# Other Places Around The World > France Travel Forum >  >  westin paris

## LindaP

Hi all, we are in the early stages of planning for next spring, our 30th anniversary trip. We just got tickets on Air France to Paris and on to Naples. We'll spend some time on the Amalfi, Capri.....then on the way back, 3 nights in Paris(never been).  Has anyone stayed at the Westin? We stayed at the Westin in Rome, and it was great.  Thanks for any input/suggestions.   LindaP

----------


## GayleR

I think the way to choose a hotel in Paris should be based on whether you prefer the Right or Left Bank which have a very different feel from each other, as well as the types of things you plan on doing and where they're located. Also worth taking into consideration is whether you enjoy staying in a larger, chain-type hotel or enjoy a smaller, quieter family run hotel which may offer more charm and French authenticity.

The Westin Paris is a very pretty "grande dame" hotel (438 rooms) centrally located in the 1st arrondisement and quite close  to many of the tourist attractions. It is large and right on a main street. 

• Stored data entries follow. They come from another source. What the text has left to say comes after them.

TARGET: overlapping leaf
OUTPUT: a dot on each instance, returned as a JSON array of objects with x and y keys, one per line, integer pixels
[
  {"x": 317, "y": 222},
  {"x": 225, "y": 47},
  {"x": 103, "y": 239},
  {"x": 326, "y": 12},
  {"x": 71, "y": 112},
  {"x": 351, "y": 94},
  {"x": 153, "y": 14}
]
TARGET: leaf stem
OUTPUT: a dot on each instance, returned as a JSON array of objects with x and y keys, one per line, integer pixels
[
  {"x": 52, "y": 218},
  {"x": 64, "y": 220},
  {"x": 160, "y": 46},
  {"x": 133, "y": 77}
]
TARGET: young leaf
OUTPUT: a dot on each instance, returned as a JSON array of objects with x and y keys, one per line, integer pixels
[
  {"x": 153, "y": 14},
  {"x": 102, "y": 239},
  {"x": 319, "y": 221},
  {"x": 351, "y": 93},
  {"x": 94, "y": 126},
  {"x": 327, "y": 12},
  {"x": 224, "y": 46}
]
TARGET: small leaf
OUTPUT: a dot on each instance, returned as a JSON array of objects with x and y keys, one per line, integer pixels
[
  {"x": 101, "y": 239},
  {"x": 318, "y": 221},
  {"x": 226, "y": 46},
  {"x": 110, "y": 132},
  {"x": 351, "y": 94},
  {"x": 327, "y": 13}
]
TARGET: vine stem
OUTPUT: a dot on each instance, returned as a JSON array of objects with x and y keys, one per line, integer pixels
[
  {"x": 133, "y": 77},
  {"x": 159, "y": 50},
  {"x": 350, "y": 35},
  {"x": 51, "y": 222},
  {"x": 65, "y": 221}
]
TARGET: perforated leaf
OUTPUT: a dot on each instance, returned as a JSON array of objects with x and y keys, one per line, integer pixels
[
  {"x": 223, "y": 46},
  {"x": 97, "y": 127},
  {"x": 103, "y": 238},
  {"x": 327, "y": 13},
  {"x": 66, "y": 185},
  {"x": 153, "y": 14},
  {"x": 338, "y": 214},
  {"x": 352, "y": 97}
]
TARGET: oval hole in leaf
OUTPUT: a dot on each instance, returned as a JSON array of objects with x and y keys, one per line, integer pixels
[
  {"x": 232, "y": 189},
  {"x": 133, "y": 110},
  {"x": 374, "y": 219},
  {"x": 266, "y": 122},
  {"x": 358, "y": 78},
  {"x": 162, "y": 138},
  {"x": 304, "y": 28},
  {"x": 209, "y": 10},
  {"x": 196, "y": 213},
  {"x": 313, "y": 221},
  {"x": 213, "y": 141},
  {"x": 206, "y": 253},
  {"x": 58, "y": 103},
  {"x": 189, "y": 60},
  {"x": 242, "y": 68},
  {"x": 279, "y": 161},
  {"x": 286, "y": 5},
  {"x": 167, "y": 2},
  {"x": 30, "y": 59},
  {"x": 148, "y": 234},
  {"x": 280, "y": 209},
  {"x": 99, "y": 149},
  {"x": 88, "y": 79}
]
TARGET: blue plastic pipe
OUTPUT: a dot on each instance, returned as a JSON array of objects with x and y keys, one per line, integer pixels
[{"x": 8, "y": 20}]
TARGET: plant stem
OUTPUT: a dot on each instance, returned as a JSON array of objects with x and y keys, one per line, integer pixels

If you have any Paris questions, feel free to PM me. Happy Paris planning.

----------


## infi

I agree with GayleR. It's a personal choice but the chains tend to be a little too impersonal and rote for me. Paris has some wonderful boutique hotels which tend to give you more flavor of the city. Small rooms sure but that is more of the authentic Paris experience. I am sure the regulars here can give you referrals and also doing some web searches will keep you busy and may get you a little excited about your trip to what has to be in the top 10 cities in the world to visit.  
I prefer the left bank but to each their own....

Stuart

----------


## griegle1

just returned from paris.  The other posters have it right.  Choose left or right bank and go from there.  The Westin is in a very touristy area near the Louvre.  We prefer the left bank.  Alot of the same retailers there you see in St. Barths. Tripadvisor is a pretty good source of objective feedback.  Paris is an amazing city.

----------


## nnoska

hi linda, the boys say hi to, Lib T just stayed there pm her, isaw it in feb., looks great it is in the middle of alot and you can walk or take the metro anywhere, sounds like a great trip enjoy!!! regards erik and family
if you would consider an apt. look at parisperfect.com for great upscale apts in the 7th arrond.

----------